The Air Force’s primary early-warning missile system could one day use small satellites to assist in the work.
Speaking at a Mitchell Institute for Aerospace Studies event, Col. Dennis Bythewood, program executive officer for space development at the Space and Missile Systems Center. said DATE that the service was considering using a setup comprised of hundreds of satellites for the Next Generation Overhead Persistent Infrared system.

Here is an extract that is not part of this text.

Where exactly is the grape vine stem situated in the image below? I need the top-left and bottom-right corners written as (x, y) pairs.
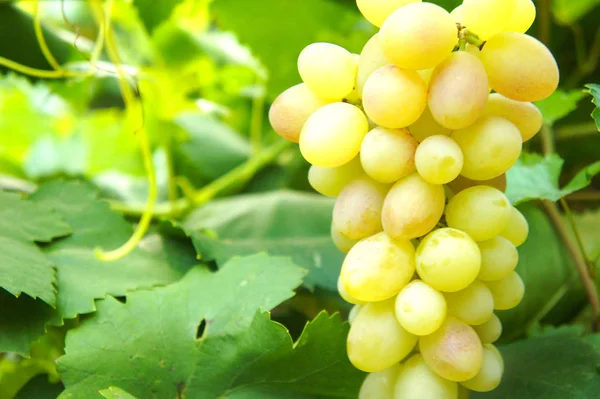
top-left (540, 124), bottom-right (600, 331)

OPIR will replace the Air Force’s current early warning missile system, the Space-Based Infrared System (SBIRS). Those satellites provide early warnings of ballistic missile attacks on the United States, its deployed forces, or its allies. The Air Force has awarded Lockheed Martin a $2.9 billion contract to build three geosynchronous OPIR satellites and has contracted with Northrop Grumman to build two satellites covering the polar regions.

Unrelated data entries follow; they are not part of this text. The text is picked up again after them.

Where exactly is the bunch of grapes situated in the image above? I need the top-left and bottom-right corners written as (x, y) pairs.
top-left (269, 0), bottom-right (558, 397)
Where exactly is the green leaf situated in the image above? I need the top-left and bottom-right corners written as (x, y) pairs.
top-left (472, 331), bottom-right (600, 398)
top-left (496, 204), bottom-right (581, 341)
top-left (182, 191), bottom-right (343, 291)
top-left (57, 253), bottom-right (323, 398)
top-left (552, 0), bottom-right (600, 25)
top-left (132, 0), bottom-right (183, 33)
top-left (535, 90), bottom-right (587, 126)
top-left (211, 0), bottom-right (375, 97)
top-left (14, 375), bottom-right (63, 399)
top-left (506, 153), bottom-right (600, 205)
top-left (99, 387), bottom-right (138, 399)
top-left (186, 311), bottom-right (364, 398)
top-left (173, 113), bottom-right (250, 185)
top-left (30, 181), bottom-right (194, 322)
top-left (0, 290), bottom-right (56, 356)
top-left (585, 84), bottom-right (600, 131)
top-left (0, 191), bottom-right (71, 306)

Like it’s predecessor, OPIR will be comprised of a small number of large, expensive satellites operating in geosynchronous orbit. But according to Bythewood, Air Force leaders in Los Angeles are considering adopting a proliferated architecture for future OPIR capabilities.
“[OPIR] is a critical capability, but it is still small volume, highly capable satellites that are doing a critical job for our nation. What we’re learning across that mission area and many others is that the best approach from an enhanced resilience standpoint is to build scalable architectures that can adjust to the threat. So we’re looking at various orbits from our Space [Development] Agency,” he said.